Le ténor Peter Tantsits incarne en permanence le personnage de Maurice Ravel, figure centrale et presque spectrale autour duquel gravitent les autres rôles. Sa voix manque quelque peu d’homogénéité mais son interprétation sublime tous les états d’âme du personnage : admiration d’Ida Rubinstein, colère face à Wittgenstein, ennui chronique et perte de moyens psychomoteurs. Allen Boxer, malgré une belle gestion de la vocalité, ne rend pas ses personnifications aussi habitées. Ce sont plutôt les costumes qui permettront de discerner les changements.

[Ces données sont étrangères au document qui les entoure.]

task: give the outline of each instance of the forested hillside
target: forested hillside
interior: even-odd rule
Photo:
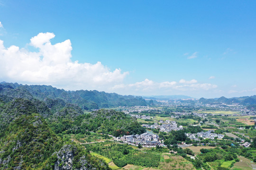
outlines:
[[[109,169],[83,148],[56,136],[30,101],[2,100],[0,108],[0,169]],[[68,109],[60,117],[73,113]]]
[[[0,85],[0,170],[109,170],[105,162],[64,135],[146,132],[136,119],[123,112],[100,110],[84,114],[70,101],[48,96],[46,91],[40,94],[45,93],[43,98],[27,90],[18,85]]]

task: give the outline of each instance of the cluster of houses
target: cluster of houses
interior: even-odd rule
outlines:
[[[160,145],[158,136],[144,133],[141,135],[125,135],[119,139],[129,144],[141,144],[144,147],[153,147]]]
[[[160,132],[169,132],[172,130],[180,130],[183,129],[182,126],[178,127],[178,124],[175,121],[170,121],[166,120],[165,121],[160,120],[160,125],[157,123],[155,123],[154,125],[149,125],[147,124],[143,124],[142,126],[146,128],[151,128],[155,129],[160,129]]]
[[[197,134],[189,134],[186,133],[186,136],[191,140],[195,141],[199,141],[199,137],[202,137],[204,139],[214,139],[215,137],[218,139],[222,139],[224,137],[224,135],[217,134],[212,133],[212,131],[209,130],[207,132],[198,132]]]

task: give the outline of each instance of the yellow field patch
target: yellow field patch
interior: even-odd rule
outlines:
[[[254,121],[248,119],[238,119],[237,121],[241,123],[246,124],[247,125],[251,126],[254,125]]]
[[[216,148],[215,146],[189,146],[189,147],[184,147],[183,148],[189,148],[190,149],[193,151],[195,154],[197,155],[198,153],[200,153],[200,149],[213,149]]]

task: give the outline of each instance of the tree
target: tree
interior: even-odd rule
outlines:
[[[123,154],[128,154],[129,153],[129,151],[126,149],[124,149],[123,151]]]

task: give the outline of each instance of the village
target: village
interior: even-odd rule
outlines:
[[[156,145],[163,145],[158,136],[155,134],[144,133],[140,135],[124,135],[117,139],[132,145],[142,144],[143,147],[152,147]]]

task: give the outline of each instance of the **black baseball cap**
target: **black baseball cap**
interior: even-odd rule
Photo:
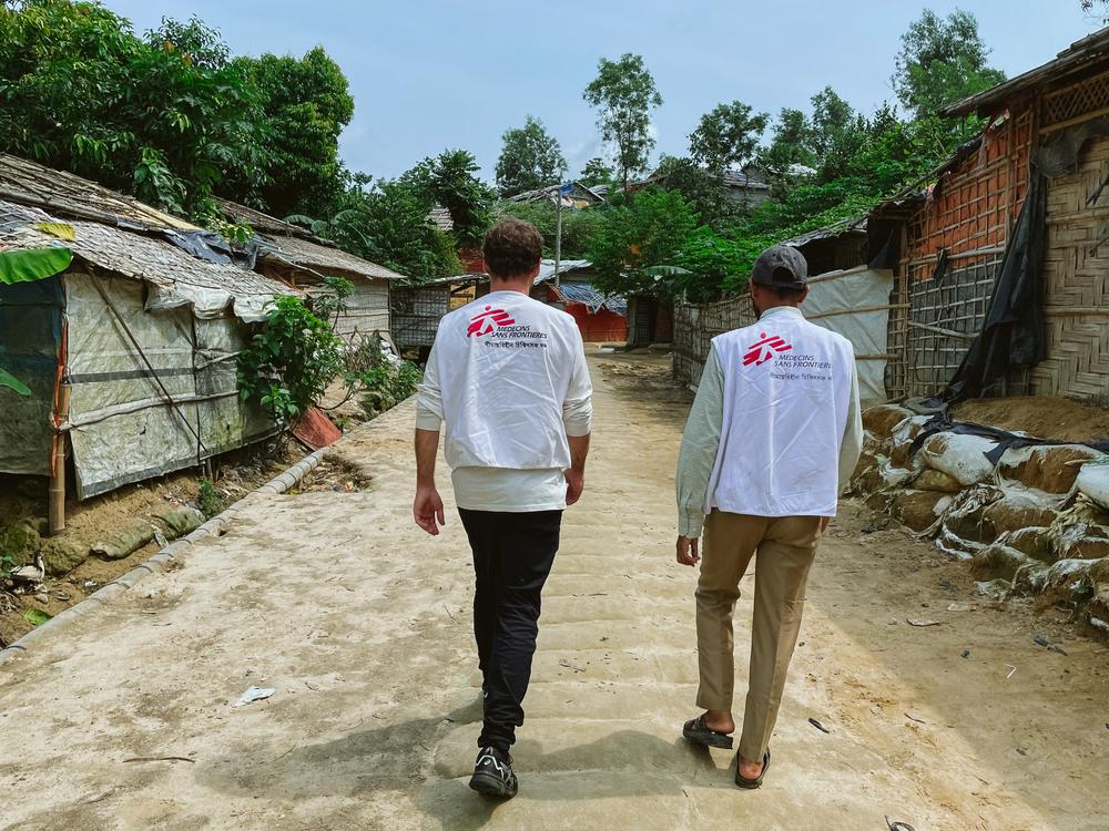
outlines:
[[[808,279],[808,264],[796,248],[774,245],[759,255],[751,269],[751,281],[760,286],[803,289]]]

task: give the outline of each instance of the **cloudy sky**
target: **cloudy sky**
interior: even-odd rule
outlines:
[[[893,99],[899,37],[923,3],[855,0],[106,0],[138,31],[195,14],[235,53],[303,54],[322,44],[355,98],[347,164],[377,177],[444,147],[465,147],[487,177],[507,127],[532,113],[577,174],[600,152],[581,100],[598,59],[643,55],[664,103],[657,153],[683,153],[700,115],[740,99],[760,111],[805,109],[831,84],[856,109]],[[930,2],[979,20],[991,62],[1019,74],[1098,28],[1080,0]]]

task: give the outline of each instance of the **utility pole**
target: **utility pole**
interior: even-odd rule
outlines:
[[[554,192],[554,288],[562,285],[559,268],[562,265],[562,186]]]

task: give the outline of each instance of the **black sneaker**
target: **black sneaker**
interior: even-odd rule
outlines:
[[[520,786],[512,772],[512,757],[494,747],[481,748],[474,763],[470,788],[498,799],[511,799]]]

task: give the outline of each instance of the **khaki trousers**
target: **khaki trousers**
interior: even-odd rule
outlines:
[[[740,579],[755,556],[755,608],[751,670],[740,756],[759,761],[777,720],[785,676],[801,630],[808,568],[816,556],[818,516],[752,516],[713,511],[704,524],[696,596],[696,704],[732,709],[735,668],[732,614]]]

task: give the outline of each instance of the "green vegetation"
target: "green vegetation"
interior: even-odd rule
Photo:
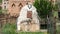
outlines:
[[[52,10],[57,10],[57,4],[54,6],[51,1],[35,0],[34,6],[41,18],[47,18],[47,15],[52,14]]]
[[[16,24],[7,23],[2,27],[3,34],[44,34],[43,32],[16,32]]]
[[[57,26],[57,34],[60,34],[60,25]]]

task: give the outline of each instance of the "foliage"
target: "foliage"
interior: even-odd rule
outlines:
[[[16,24],[7,23],[2,27],[3,34],[44,34],[43,32],[16,32]]]
[[[53,6],[51,1],[35,0],[34,6],[37,8],[38,15],[41,18],[46,18],[52,14],[52,10],[57,9],[57,5]]]
[[[3,34],[17,34],[15,30],[16,30],[16,24],[7,23],[2,27]]]
[[[20,32],[19,34],[44,34],[43,32]]]

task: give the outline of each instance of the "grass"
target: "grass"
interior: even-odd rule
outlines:
[[[44,34],[43,32],[16,32],[16,24],[5,24],[2,27],[3,34]]]
[[[43,32],[20,32],[19,34],[44,34]]]

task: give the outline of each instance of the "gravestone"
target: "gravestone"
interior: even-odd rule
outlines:
[[[20,31],[39,31],[39,19],[36,8],[32,4],[22,7],[17,18],[17,30]]]

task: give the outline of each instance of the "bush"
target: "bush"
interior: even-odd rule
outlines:
[[[17,34],[16,32],[16,24],[5,24],[2,27],[2,33],[3,34]]]

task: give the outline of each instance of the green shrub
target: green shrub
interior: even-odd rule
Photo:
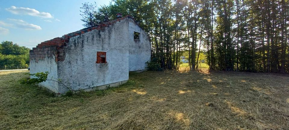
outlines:
[[[46,72],[45,73],[43,72],[39,72],[36,73],[31,74],[26,73],[25,74],[28,74],[30,76],[34,76],[36,78],[29,79],[23,79],[20,80],[20,83],[22,84],[38,84],[41,82],[45,82],[47,79],[47,76],[49,73],[48,72]]]

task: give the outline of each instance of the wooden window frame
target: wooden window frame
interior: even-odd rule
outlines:
[[[135,35],[136,35],[136,34],[138,34],[138,39],[135,39]],[[133,39],[134,40],[138,41],[140,41],[140,35],[141,35],[141,33],[140,33],[137,32],[133,32]]]
[[[104,58],[104,60],[103,59]],[[106,63],[106,52],[98,51],[96,52],[96,63]]]

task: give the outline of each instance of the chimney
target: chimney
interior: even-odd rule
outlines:
[[[120,13],[117,13],[117,18],[121,18],[123,17],[123,14]]]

Au contraire, Marie-Laure Garnier incarne avec justesse chacun des personnages. Celui d’Ida Rubinstein retient particulièrement l’attention. Vêtue d’une tenue chamarrée, la chanteuse lui confère une présence éclatante, à la fois mondaine et insaisissable. La ligne mélodique imaginée par Lazkano, qui reprend partiellement le rythme du thème du Bolero caractérise avec ingéniosité cette danseuse haut en couleur. Les motifs en guirlande, soutenus par la flûte, donnent à la scène une profondeur hypnotique.
L’autre idée forte de la mise en scène aura été d’amener le ténor Peter Tantsits à prendre la baguette pour diriger l’Ensemble intercontemporain tout en chantant, lors d’un passage sur le Quatuor à cordes de Ravel. Cette impression donnée au spectateur d'entrer dans la tête de Ravel, de le voir déambuler au milieu de ses propres œuvres aurait pu être une façon de proposer une nouvelle lecture du roman d’Echenoz. Quoi qu'il en soit, les musiciens et leur (vrai) chef Pierre Bleuse mènent la musique de Lazkano au paroxysme de son expressivité durant tout l'opéra, tout en gardant la subtilité nécessaire à l’accompagnement des trois chanteurs.